Sequels were also released on other platforms, such as Adventure Island and Adventure Island II for the Game Boy (based on the second and third NES games respectively), Super Adventure Island and Super Adventure Island II for the Super NES, New Adventure Island for the TurboGrafx-16, Adventure Island: The Beginning for the Wii, Gacha wa shi Meijin no Bōken Jima in 2007 for mobile, and Adventure Island Quest by Takahashi Meijin in 2010 for mobile.

===Appearances in other games===
Takahashi Meijin appears as a playable character in the crossover fighting game DreamMix TV World Fighters, released in Japan for GameCube on December 13, 2003.

Takahashi Meijin appears in the mobile game Gacha Washi Meijin no Bōken Jima in 2007, a cross-over between the Gachapin series and the Adventure Island series.

Takahashi Meijin also appears in the sport mobile game Gachapin & Mukku no Dai Undoukai ("Gachapin & Mukku's Big Sports Day") in 2008, and crosses over with Katamari franchise in the mobile game Takahashi Meijin and Katamari Damacy in 2010.

Takahashi Meijin also appears in the pachinko mobile game Pachinko Takahashi Meijin no Bouken Jima in 2008.

==Reception==

GameSpot said Adventure Island was a "fast-paced, challenging platformer". GamesRadar+ ranked it the 23rd best NES game ever made.

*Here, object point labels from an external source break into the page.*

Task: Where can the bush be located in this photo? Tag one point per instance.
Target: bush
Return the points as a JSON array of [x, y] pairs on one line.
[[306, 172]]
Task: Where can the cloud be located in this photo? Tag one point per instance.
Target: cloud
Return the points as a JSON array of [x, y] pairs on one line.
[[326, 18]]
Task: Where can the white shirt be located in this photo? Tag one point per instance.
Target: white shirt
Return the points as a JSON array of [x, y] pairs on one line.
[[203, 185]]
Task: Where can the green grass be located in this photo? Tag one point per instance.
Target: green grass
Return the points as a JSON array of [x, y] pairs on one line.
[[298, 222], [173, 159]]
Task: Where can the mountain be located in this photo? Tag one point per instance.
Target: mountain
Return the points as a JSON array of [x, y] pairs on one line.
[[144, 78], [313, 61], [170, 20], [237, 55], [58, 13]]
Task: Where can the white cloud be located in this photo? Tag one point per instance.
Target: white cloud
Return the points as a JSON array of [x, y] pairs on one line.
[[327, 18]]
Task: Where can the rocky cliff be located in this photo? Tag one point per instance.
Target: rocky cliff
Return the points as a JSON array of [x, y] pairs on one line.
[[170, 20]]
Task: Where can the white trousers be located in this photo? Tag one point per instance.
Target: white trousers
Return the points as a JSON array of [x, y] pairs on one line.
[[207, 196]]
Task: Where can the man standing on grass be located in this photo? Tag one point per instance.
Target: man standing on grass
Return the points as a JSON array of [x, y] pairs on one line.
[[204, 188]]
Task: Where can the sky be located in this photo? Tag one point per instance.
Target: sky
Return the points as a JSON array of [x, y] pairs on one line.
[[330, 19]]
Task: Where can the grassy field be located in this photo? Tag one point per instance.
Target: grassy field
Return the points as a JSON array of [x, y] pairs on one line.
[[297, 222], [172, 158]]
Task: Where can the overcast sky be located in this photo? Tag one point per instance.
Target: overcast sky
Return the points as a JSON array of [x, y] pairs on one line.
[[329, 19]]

The staff praised it for the fact that its challenge comes from quality level design and not low quality. It is widely regarded as one of the most difficult NES games.

Aggregate score
| Aggregator | Score |
|---|---|
| GameRankings | NES: 62% |

Review scores
| Publication | Score |
|---|---|
| AllGame | 3/5 |
| Eurogamer | 5/10 |
| GameSpot | 6.5/10 |

== Other media ==

=== Manga ===
- Famicom Runner: Takahashi Meijin Monogatari (ファミコンランナー高橋名人物語, Lit. "Famicom Runner: Master Takahashi's Story") is a manga based on Hudson Soft's character Bee and Takahashi Meijin, was released in April 1986 to February 1988 in Japan, was published by CoroCoro Comics, and created by Kazuyoshi Kawai.

=== Anime ===
- Adventure Island also inspired an animated television series titled Honey Bee in Toycomland (Bugってハニー, Bug-tte Honey), which was produced by TMS Entertainment and aired in Japan from October 3, 1986, to September 25, 1987, lasting 51 episodes and a theatrical film. The series also inspired its own Famicom game titled Takahashi Meijin no Bug-tte Honey (高橋名人のBUGってハニー), released on June 5, 1987. The TV series featured Honey Girl (the bee-like fairy who grants Higgins temporary invincibility in the original game) as a major character. The plot involved the kidnapping of Takahashi (Master Higgins) and his lady friend. Honey Girl's mission is to rescue him by enlisting the help of One-Up, Dal, and Midori, three Earth children who also happen to be video game aces. The series featured Minoru Maeda (known for his contributions to the anime versions of Dragon Ball) as character designer, and featured storylines incorporating elements of various popular video games of the day. Another Hudson character, Bomberman, makes a cameo in the second episode.